# Any way to avoid "Data Model May be Damaged" Message?



## cr731 (Apr 6, 2016)

Whenever I open workbooks containing a data model, about 1 in 4 times results in getting the message box that "We couldn't load the data model.  This may be because the data model in this workbook is damaged."

Furthermore, most of the time I get this message, the workbook works fine after clicking OK on that prompt.  Some of the time, however, I cannot interact with the file at all once I get that message (it just keeps reappearing if I try to make any changes).

When this happens, I close Excel completely and then re-open the file, and it always opens successfully.

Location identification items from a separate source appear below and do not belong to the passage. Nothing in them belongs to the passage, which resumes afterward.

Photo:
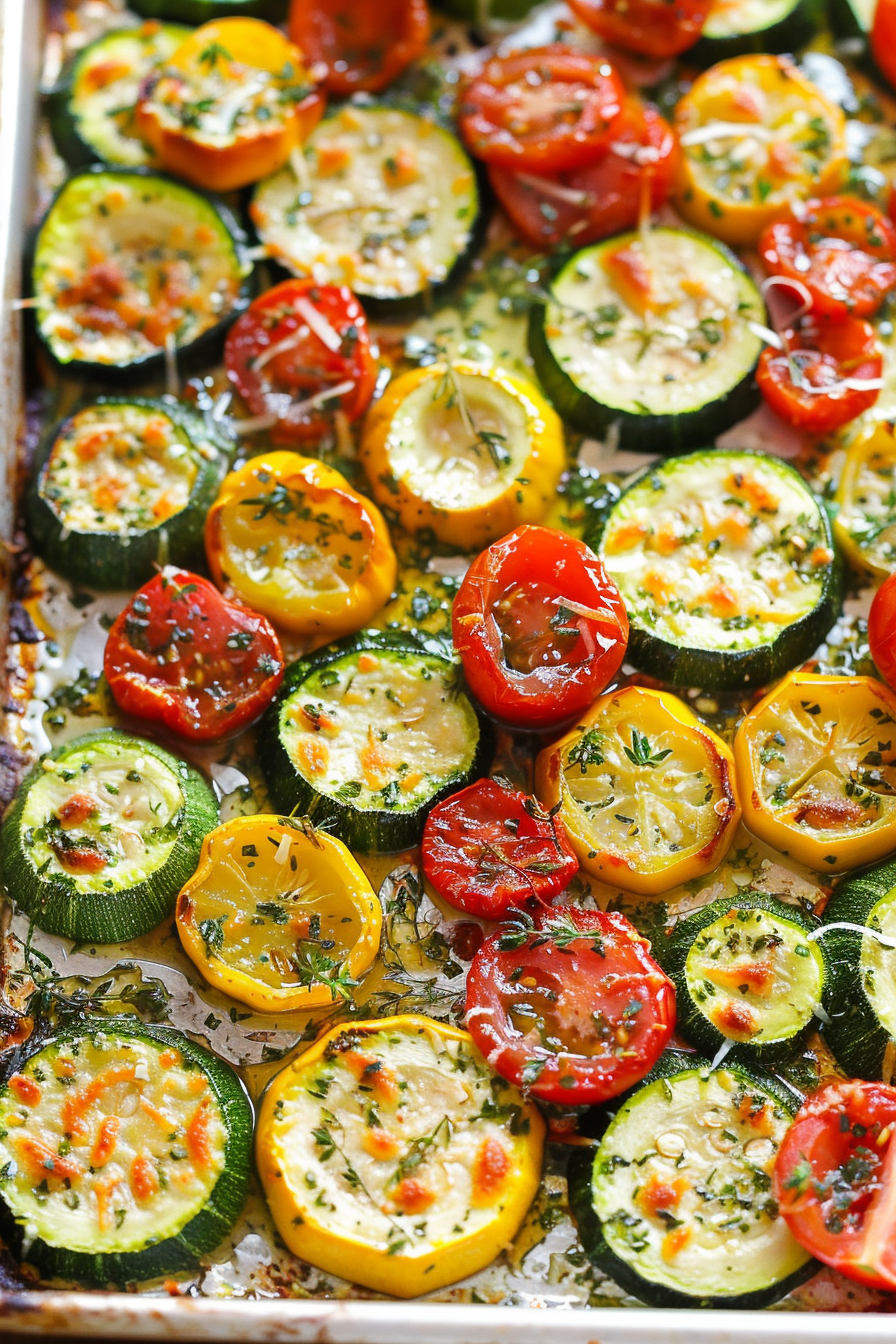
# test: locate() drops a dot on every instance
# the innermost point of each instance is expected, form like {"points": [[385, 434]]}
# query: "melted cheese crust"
{"points": [[383, 1141], [718, 555], [118, 469], [380, 730], [755, 976], [118, 805], [688, 347], [108, 1143], [683, 1186], [122, 265], [108, 82], [386, 203]]}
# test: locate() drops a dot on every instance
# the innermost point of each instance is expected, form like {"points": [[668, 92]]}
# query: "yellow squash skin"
{"points": [[308, 1227], [328, 563], [867, 484], [507, 496], [216, 61], [267, 876], [681, 799], [808, 760], [734, 184]]}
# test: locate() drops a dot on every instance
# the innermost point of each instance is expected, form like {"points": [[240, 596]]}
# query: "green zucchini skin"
{"points": [[120, 561], [203, 1233], [580, 1175], [642, 432], [787, 34], [58, 906], [372, 829], [202, 11], [855, 1034], [692, 1023], [199, 352], [732, 669], [66, 128]]}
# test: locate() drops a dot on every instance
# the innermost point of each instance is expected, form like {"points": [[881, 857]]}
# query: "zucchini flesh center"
{"points": [[390, 735], [754, 976], [104, 817], [718, 551], [118, 469], [157, 1121], [683, 1186]]}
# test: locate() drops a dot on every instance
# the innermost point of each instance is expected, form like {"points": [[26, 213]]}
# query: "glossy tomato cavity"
{"points": [[575, 1010]]}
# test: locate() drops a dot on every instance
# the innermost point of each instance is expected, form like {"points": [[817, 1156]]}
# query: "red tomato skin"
{"points": [[364, 46], [881, 629], [585, 983], [845, 348], [490, 109], [808, 246], [544, 696], [883, 39], [863, 1250], [151, 686], [269, 320], [456, 833], [615, 186], [646, 27]]}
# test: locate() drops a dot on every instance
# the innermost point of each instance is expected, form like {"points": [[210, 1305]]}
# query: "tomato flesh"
{"points": [[821, 354], [188, 657], [836, 1179], [364, 46], [282, 367], [881, 629], [648, 27], [602, 199], [842, 250], [528, 657], [547, 110], [490, 848], [575, 1010]]}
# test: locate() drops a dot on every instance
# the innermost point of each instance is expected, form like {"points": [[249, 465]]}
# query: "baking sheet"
{"points": [[208, 1305]]}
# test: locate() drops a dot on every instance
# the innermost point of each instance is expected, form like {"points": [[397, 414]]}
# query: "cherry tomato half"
{"points": [[883, 38], [842, 250], [489, 848], [364, 46], [188, 657], [836, 1179], [539, 626], [575, 1010], [546, 110], [300, 352], [654, 28], [814, 383], [881, 631], [602, 199]]}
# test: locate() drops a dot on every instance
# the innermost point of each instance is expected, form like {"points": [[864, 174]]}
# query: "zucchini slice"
{"points": [[124, 1152], [387, 203], [676, 1202], [744, 972], [861, 991], [203, 11], [391, 1153], [126, 262], [102, 836], [124, 487], [368, 734], [738, 27], [653, 335], [92, 110], [727, 567]]}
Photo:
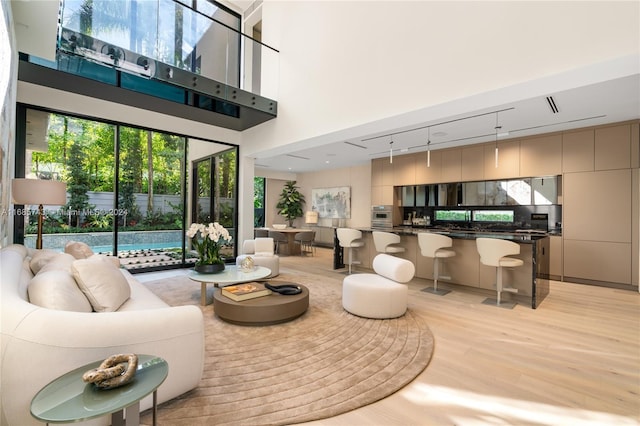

Is this some sort of memory issue and/or is there anything I can do to reduce the occurrence of this?  My files are not that big - in the 5-6 MB range - with a data model containing tables of 300,000-400,000 rows (with only 5 columns).

This is not unique to my computer (co-workers experience the same thing) and it is not isolated to a single file.  So I'm just wondering if something about the way the model is put together is not working ... or what the cause of this may be.


----------



## Matt Allington (Apr 7, 2016)

Do you have 32 bit Excel?  If so, this is most likely the issue.


----------



## cr731 (Apr 7, 2016)

Yes, 32 bit.  I assume there is no way to clear out the memory in Excel between opening/closing various workbooks aside from closing Excel entirely?


----------



## Matt Allington (Apr 7, 2016)

No way that I know of.  Have you considered the "Hack"

Which Versions of Excel come with Power Pivot? - Excelerator BI

You can patch your version of Excel and increase the memory usage to 4GB (From 2).  Just take a backup first.


----------